Prof Peter Allen and myself are currently recruiting a postdoctoral research fellow to work on an exciting project relating to vision and sport. We are looking for someone with a PhD in either vision or sport related areas, and further details of the position and how to apply are on the Anglia Ruskin University website. As background information, some of our preliminary work in this area might be of interest.
The Royal College of Ophthalmologists has suggested that increasing demand on hospital eye care services from long term conditions is putting peoples’ sight at risk. The College of Optometrists has noted that one way to try to reduce pressure on services is provision of community based services. In an interview about the situation local to Cambridge, I’ve tried to highlight how some of our current local community schemes (direct cataract referral, glaucoma referral refinement, monitoring of ocular hypertensives and minor eye conditions pathway) are helping to ease the pressure, whilst we can still do more in terms of community based low vision service provision.
Many years ago, an already successful independent optometrist took a punt on employing a gawky 21 year old who didn’t interview very well as a new pre-reg. I learnt a huge amount about how to practise optometry and about myself that year. And while I might have fled back into academia at the first opportunity, thanks to what I learnt then I’m proud to still be working in independent optometric practice at least some of the time. I’m also very proud to find that my old boss, Kevin Thompson, has been announced as the new Chairman of the Association of Optometrists – he’s going to be great!

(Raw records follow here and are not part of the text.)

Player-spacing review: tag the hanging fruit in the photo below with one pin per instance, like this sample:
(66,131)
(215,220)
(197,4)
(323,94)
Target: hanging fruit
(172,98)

I was pleased to be invited to attend the Road Safety and Eye Health working group today to present the main findings of Maria’s project comparing performance on the number plate test with visual acuity tests. It was a pleasure to be able to contribute something of relevance to a group drawn from a wide range of backgrounds, but all with the aim of improving road safety through better eye health and visual checks.
Welcome to the new home for this blog at keziahlatham.wordpress.com. The sites at keziahlatham.com and keziahlatham.co.uk aren’t going to be maintained from now on, so here is the place to check out what research and the like is going on. Although this week, there has not been much research as I have mostly been marking…
We have just readvertised for the College of Optometrists’ PhD scholarship position. If you’ve just passed your OSCEs and are considering your next move, or have been in pratice for a while and need a change or a new challenge, could this be for you? Closing date November 22nd for (ideally) a January 2014 start.
It’s a busy time of year, with OSCE’s and final assessments in full flow, and hopefully holidays to take, so the closing date for applications for our College funded PhD studentship has been extended to August 30th. This project is based at Anglia Ruskin University in Cambridge and is supervised by Drs Kez Latham, Joy Myint and Michael Crossland. The aim of the project is to provide optometrists with evidence based advice on the best ways to assess and score peripheral functional field loss in patients with low vision, and to provide guidelines that relate visual field performance to likely difficulties in specific tasks.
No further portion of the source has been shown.